The SDK handles refresh on two tiers. At expiry minus 120 seconds it attempts an advisory refresh; if the token endpoint is unreachable, the cached token is still valid for roughly 90 more seconds, so work continues. At expiry minus 30 seconds it performs a mandatory refresh, and a failure there raises an error because the cached token is too close to expiry to be safe.
Two design implications follow. First, setting token_lifetime_seconds too short increases exchange frequency; for long batch jobs, avoid extreme values while keeping the JWT's own lifetime in mind. Second, because the SDK re-reads ANTHROPIC_IDENTITY_TOKEN_FILE on every exchange, it transparently picks up rotated tokens (such as Kubernetes projected tokens) with no extra work. A long-running job that mysteriously fails auth partway through is often a symptom of missing this detail.

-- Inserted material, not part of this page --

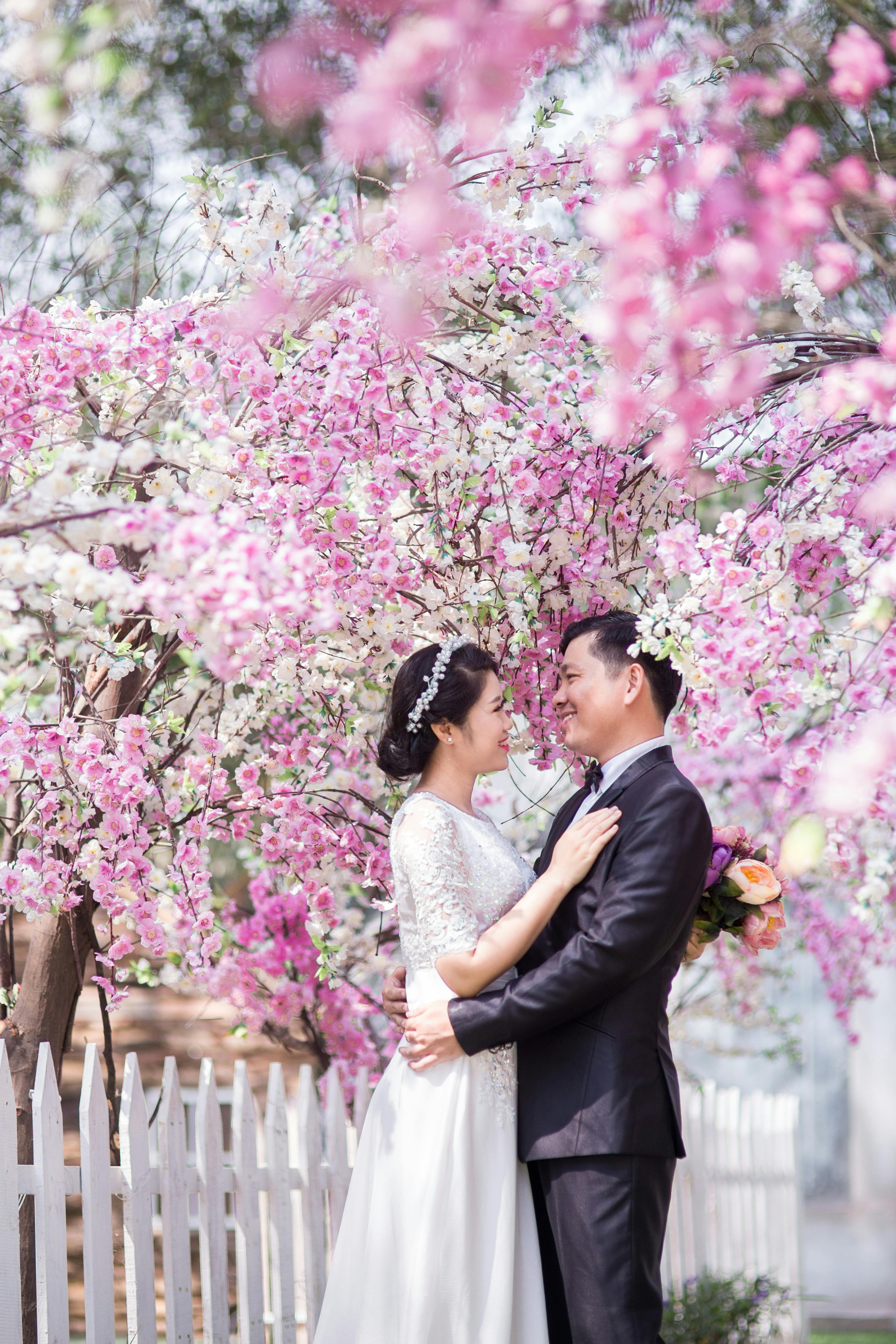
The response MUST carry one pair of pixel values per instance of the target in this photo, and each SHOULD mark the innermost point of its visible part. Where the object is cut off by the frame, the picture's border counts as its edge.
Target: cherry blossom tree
(527, 384)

Where to start as a solo developer
WIF can look like heavyweight enterprise machinery, but the entry point is light. For interactive development, ant auth login lets you complete OAuth authorization in a browser and clear the key from your hands — so you stop leaving sk-ant-... in shell history and dotfiles. That alone is worth adopting.
For production and CI, I'd recommend moving one low-blast-radius workload at a time. WIF gives you a "no key held" design, but it is not a complete security story by itself: if the IdP that signs the JWT is weak, the whole chain is weak. Pair it with the conditional access and audit logging your IdP already supports for defense in depth. The idea of consolidating connectors and credentials into a single source of authority is a continuation of centralizing connector authorization — part of slowly folding away ad-hoc key handling.
A manageable next step is to switch your local environment to ant auth login and run ant auth status once to see where your credential comes from. When even one key leaves your environment, the operational landscape changes more than you'd expect. Thank you for reading.